Sometimes life is strange! I just can't understand it. You feel you'll never make it anywhere, and suddenly you get an opportunity to make it big. Right there, out of nowhere that faint ray of hope enlarges into a big tunnel to your ambitions. And then when you have travelled a long way, with a lot of hope and happiness, you find out that the tunnel actually ends in a cliff! A very deep cliff! That is where I'm right now! At the edge, on the verge of falling into this abyss! All my hard work and effort are going to go down the drain. Aaaaargh! I can't believe it! How can this happen to me! And why should it happen to me at all?
In the beginning I wasn't making it. I knew that. I was nowhere in this wide ocean, and was swimming against the tide. I was a mere drop in the vast ocean. But you have to agree, I worked on it. I worked like hell on everything, right from my face, to my body language, accent, on every damn part of me, till I got it right! Till I could be called a decent actor! And I did make it big, didn't I! Weren't there papers that called me the next face of cinema?!
But now.. now that my fourth movie didn't make money, they want to blame it on me?
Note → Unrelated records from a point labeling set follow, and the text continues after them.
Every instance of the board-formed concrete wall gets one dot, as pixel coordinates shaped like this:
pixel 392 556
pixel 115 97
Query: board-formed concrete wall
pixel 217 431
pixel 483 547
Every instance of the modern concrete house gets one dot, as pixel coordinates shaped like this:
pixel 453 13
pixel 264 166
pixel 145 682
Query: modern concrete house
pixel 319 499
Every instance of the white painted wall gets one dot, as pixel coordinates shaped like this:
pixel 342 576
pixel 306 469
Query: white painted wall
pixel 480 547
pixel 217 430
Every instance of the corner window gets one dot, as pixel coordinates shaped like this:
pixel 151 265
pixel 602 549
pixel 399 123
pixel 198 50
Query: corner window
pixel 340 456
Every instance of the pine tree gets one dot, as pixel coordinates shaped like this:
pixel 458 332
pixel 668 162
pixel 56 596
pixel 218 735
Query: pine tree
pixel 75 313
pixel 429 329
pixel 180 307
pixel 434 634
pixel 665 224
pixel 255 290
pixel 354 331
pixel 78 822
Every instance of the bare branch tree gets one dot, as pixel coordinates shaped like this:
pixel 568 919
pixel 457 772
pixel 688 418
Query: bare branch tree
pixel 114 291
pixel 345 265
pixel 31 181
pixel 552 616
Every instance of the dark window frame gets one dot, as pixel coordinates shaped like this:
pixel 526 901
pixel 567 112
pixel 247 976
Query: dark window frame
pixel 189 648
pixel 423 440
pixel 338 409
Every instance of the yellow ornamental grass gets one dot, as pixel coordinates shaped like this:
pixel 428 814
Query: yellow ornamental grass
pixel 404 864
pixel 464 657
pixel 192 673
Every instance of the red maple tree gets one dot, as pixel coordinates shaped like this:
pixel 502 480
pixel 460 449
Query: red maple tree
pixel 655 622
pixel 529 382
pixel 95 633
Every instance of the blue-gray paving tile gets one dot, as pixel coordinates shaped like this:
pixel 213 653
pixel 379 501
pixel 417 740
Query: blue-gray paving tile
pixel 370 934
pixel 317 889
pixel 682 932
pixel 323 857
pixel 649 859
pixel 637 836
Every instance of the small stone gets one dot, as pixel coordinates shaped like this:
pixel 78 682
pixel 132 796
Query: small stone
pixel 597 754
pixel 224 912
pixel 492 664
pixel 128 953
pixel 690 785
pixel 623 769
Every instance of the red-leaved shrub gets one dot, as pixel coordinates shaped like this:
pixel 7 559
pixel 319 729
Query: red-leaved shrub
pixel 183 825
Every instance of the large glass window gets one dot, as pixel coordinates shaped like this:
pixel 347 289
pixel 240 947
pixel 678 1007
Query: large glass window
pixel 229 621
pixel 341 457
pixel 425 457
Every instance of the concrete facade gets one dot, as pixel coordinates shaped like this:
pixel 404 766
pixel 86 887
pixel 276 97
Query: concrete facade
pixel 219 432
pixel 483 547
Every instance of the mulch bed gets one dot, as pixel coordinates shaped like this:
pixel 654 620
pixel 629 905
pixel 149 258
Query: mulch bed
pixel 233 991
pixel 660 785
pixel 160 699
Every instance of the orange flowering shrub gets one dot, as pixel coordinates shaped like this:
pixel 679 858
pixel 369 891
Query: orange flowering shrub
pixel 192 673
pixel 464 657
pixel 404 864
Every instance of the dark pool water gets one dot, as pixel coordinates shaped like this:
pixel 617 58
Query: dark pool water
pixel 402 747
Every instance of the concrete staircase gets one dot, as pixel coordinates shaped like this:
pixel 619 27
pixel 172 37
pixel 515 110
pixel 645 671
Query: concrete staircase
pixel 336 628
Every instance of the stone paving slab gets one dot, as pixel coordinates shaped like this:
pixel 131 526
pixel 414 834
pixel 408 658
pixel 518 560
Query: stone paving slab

What about the faulty script? The drab screenplay? Who the hell is that critic to blame it on me? What the hell does he know about acting, anyway??Does he know the grueling practice sessions, the acting school hardships? All he knows is to watch movies for free, happily sitting in a special couch and write the crap that he is asked to, depending on the amount he is paid by you-know-who! Critic he calls himself! Bah!
Acting! Acting is an art! I know.. I know it is the most clichéd line, but you have to accept it, that it is a fact! Acting Is an Art! Period!!
It is not just wearing the grease paint and going there and enacting the part given to you. You have to understand the soul of the character. You have to get under the skin of the character. Understand the layers of role. The emotions, the reactions.. everything. You have to keep digging into it, until.. until you just become the character! Yes! That is it! You just start living the role! If he laughs, you feel happy, if he is sad, you cry! If he has OCD, you wash your hands 5 times. If he gets hurt, it pains you. Yes, it is no longer him. He is you! An actor lives so many lives in his lifetime, people don't understand. It is difficult for others to understand. You stand on the stage with the limelight on you, hundreds of faces turned towards you, looking at each move, and then you understand what it is to be an actor!
What do people know?
And now.. now it pains. It is like some acid that is trickling down my throat. I can feel it burning every cell that it comes in contact with. My whole body is aching. It is like some poison running through my veins. I can feel its course over my body. Slowly it is spreading all over. Slowly.. very slowly. My eyes.. they are getting hazy. Eyelids are heavy.... My whole body is on fire. I cannot.. cannot take it anymore..
******
"Hey! Where is Vaibhav?"
"That weirdo? He said he was going to do a final rehearsal. Look in that room, he must be mumbling to himself.. it was a monologue."
"Ah.. there he is! Some rehearsal lying on the floor! Idiot!"